Curled on the cold floor beside her sat a girl of eighteen, arms wrapped tightly around an old velvet shawl. She used to laugh the loudest in the court, now her eyes were hollow, her spirit worn thin by years of waiting. She no longer wept. Not because the sorrow had lessened, but because it had settled too deeply to spill.
"She's not gone," said a voice from the doorway, a man, clad in travel-worn armor, the chill of the mountains still clinging to him. There was a rawness in his tone, the kind that comes not from certainty, but from the need to believe. "If she were… I would have known. I would have felt it."
The woman didn't turn.

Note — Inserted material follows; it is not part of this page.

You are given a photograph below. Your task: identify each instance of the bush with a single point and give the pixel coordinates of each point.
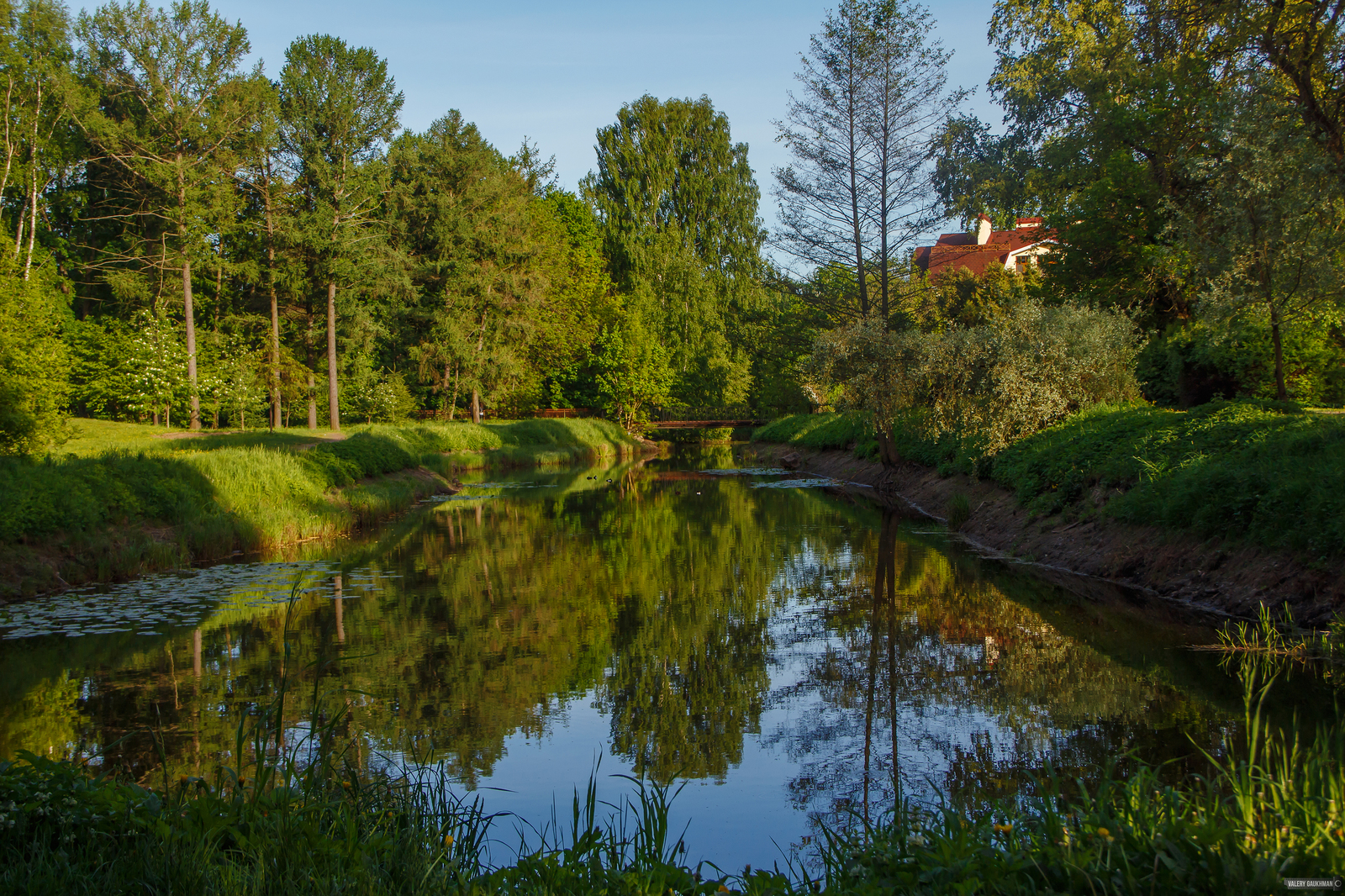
(988, 385)
(33, 365)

Her fingers trembled slightly against the frost-laced windowpane, breath leaving a faint cloud that vanished as quickly as hope in winter.
"Magic doesn't always answer," she said quietly, almost to herself. "But sometimes… the ones we lose are only waiting to be found."
The girl whispered suddenly, voice fraying like a worn thread. "Sometimes… I still hear her laughter in the halls."
The hush that followed felt sacred. Even the snow tapping softly against the glass seemed to mourn.
Elsewhere, in the royal chapel, a lone figure of twenty knelt before the Starfire altar, not to pray, but to promise. His fingers clenched around a sigil ring at his throat, knuckles white with grief restrained.
"If she's alive," he said to no one, and to the gods who had long gone quiet, "I will burn the world to bring her home."
And far away, across the sea, in the land of Solerith, where thorns wove through memory and time, a girl with raven-black hair stirred restlessly in her sleep. Her name was forgotten. But somewhere deep in her chest, something ached for a place she could not name… and a voice she longed to hear again.